The draft Bill imposes specific additional duties for online platforms which are “likely to be accessed by children”. In practice, this will mean all online platforms, since a platform will be so considered if it is “possible” for children to access it. These additional duties require platforms to prevent content which is harmful to children from being made available. By creating such a low bar before these additional duties apply, there is a real risk that the entirety of a platform will be moderated to make it child-friendly, meaning the removal of content which is neither illegal nor even harmful to adults.
From a privacy perspective, the draft Bill contains no meaningful safeguards to ensure that encrypted and private communication platforms are not subject to the same requirements as public platforms. Without such safeguards, private channels will need to be monitored, and even providing end-to-end encryption could risk non-compliance with the legislation. As a member of the Global Encryption Coalition, we will continue to defend the availability of strong encryption as a critical means of ensuring all of our privacy and security.
THE DOWNRIGHT CONFUSING
Seemingly in response to concerns following the suspension of Donald Trump from social media, large platforms will have further duties relating to “content of democratic importance”. Specifically, they will be required to consider “the free expression of content of democratic importance” when making content moderation decisions, and to ensure that their policies “apply in the same way to a diversity of political opinion”. The definition of “content of democratic importance” is vague: referring to content which “is or appears to be specifically intended to contribute to democratic political debate in the United Kingdom or a part or area of the United Kingdom”. This requirement is not only confusing, but potentially inconsistent with the legislation’s aim to prevent harm, given that it is sometimes political figures who incite violence on social media.
In addition, the draft Bill would establish a set of duties in relation to “journalistic content”, defined as content published by a “recognised news publisher”, or such content when it is shared by a user.
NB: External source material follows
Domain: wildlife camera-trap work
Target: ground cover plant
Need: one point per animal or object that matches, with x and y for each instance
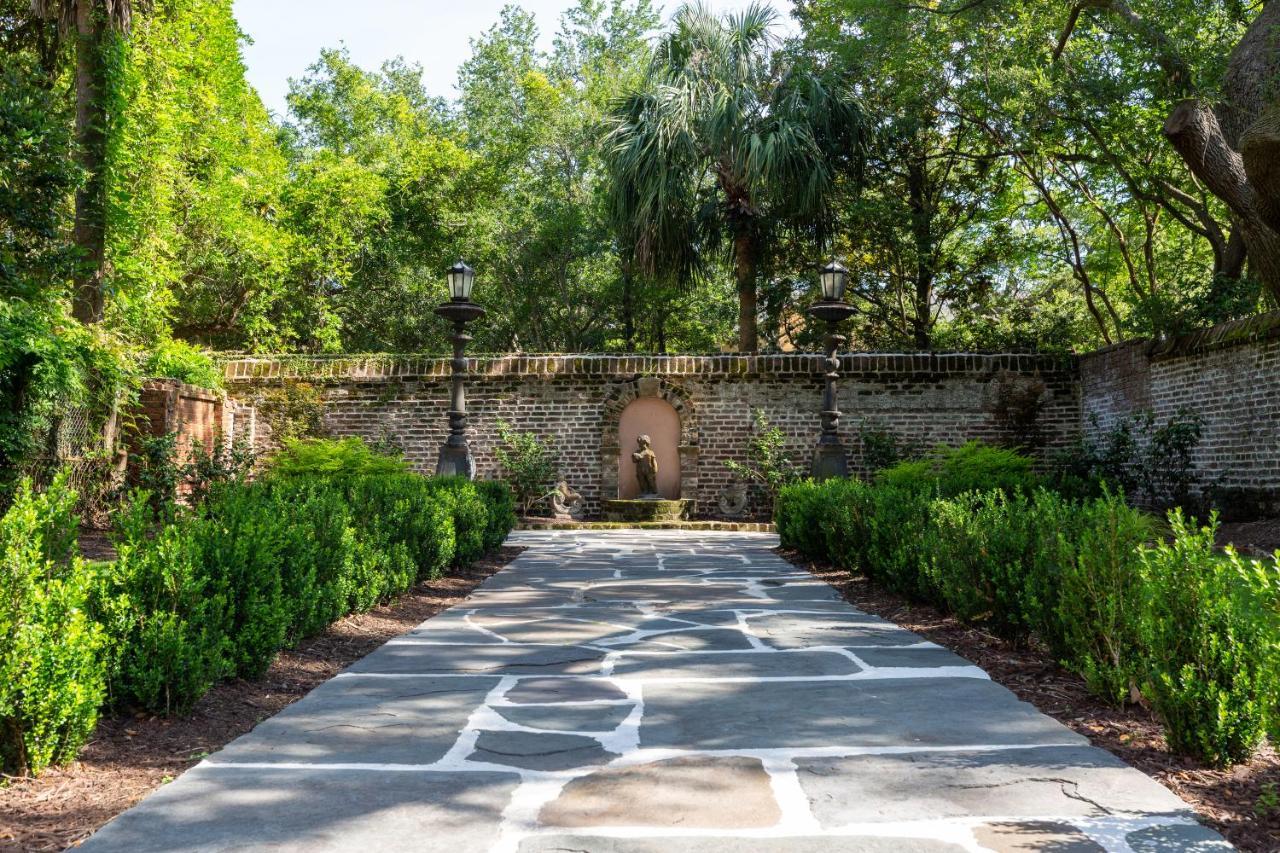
(1139, 612)
(214, 589)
Entities considered to be “recognised news publishers” must meet a number of criteria such as whether the entity has as its principal purpose the publication of news-related material, publishes such material in the course of a business, is subject to a standards code and has policies and procedures for handling and resolving complaints. But the entity must be registered in the UK, leaving news publishers from outside the UK without protection, and would also exclude other forms of journalism, such as citizen journalism. It also creates an inconsistent regulatory approach in which the same words would be protected if contained within a news article, but not if an individual person posts them.
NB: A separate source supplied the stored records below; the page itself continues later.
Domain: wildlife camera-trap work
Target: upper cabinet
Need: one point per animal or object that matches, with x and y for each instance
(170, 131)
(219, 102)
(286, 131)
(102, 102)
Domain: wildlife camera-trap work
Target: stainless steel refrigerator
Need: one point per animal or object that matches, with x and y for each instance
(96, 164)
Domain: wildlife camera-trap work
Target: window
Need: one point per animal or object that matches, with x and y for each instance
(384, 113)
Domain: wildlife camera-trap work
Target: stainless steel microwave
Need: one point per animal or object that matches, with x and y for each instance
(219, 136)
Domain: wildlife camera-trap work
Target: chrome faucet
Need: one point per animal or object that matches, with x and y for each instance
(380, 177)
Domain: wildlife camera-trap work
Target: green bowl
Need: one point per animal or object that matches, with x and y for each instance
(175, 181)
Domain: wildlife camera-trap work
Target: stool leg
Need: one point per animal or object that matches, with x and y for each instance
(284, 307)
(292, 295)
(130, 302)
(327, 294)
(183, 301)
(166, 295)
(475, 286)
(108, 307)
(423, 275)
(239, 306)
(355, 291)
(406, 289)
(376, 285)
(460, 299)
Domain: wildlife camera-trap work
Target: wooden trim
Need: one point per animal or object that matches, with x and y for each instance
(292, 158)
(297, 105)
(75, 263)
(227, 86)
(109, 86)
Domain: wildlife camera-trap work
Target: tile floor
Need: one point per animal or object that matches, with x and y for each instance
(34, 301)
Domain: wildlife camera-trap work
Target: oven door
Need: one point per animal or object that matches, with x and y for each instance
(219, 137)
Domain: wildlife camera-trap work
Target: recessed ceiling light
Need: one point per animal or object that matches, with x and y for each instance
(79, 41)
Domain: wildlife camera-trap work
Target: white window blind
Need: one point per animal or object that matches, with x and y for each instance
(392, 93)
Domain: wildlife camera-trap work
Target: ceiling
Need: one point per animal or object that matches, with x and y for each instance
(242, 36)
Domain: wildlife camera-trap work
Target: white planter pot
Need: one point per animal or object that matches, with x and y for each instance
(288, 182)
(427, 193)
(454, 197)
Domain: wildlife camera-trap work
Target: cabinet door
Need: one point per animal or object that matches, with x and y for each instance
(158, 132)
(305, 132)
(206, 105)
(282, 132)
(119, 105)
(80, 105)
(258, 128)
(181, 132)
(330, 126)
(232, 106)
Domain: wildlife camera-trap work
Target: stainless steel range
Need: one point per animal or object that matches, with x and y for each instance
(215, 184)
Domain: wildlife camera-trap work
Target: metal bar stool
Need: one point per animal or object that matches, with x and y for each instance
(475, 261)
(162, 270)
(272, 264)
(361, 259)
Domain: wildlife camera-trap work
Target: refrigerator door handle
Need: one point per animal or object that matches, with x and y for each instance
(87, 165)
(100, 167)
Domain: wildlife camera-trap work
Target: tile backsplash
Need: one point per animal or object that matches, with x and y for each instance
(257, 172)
The draft Bill will now undergo pre-legislative scrutiny by a committee of the UK Parliament over the next few weeks. Based on the result of the committee’s scrutiny, the government has committed to introducing a revised Bill to Parliament before the end of 2021. GPD, as part of the Save Online Speech coalition, will be calling for significant revisions to the Bill to address our concerns, and ensure that the final legislation fully respects our rights to freedom of expression and privacy.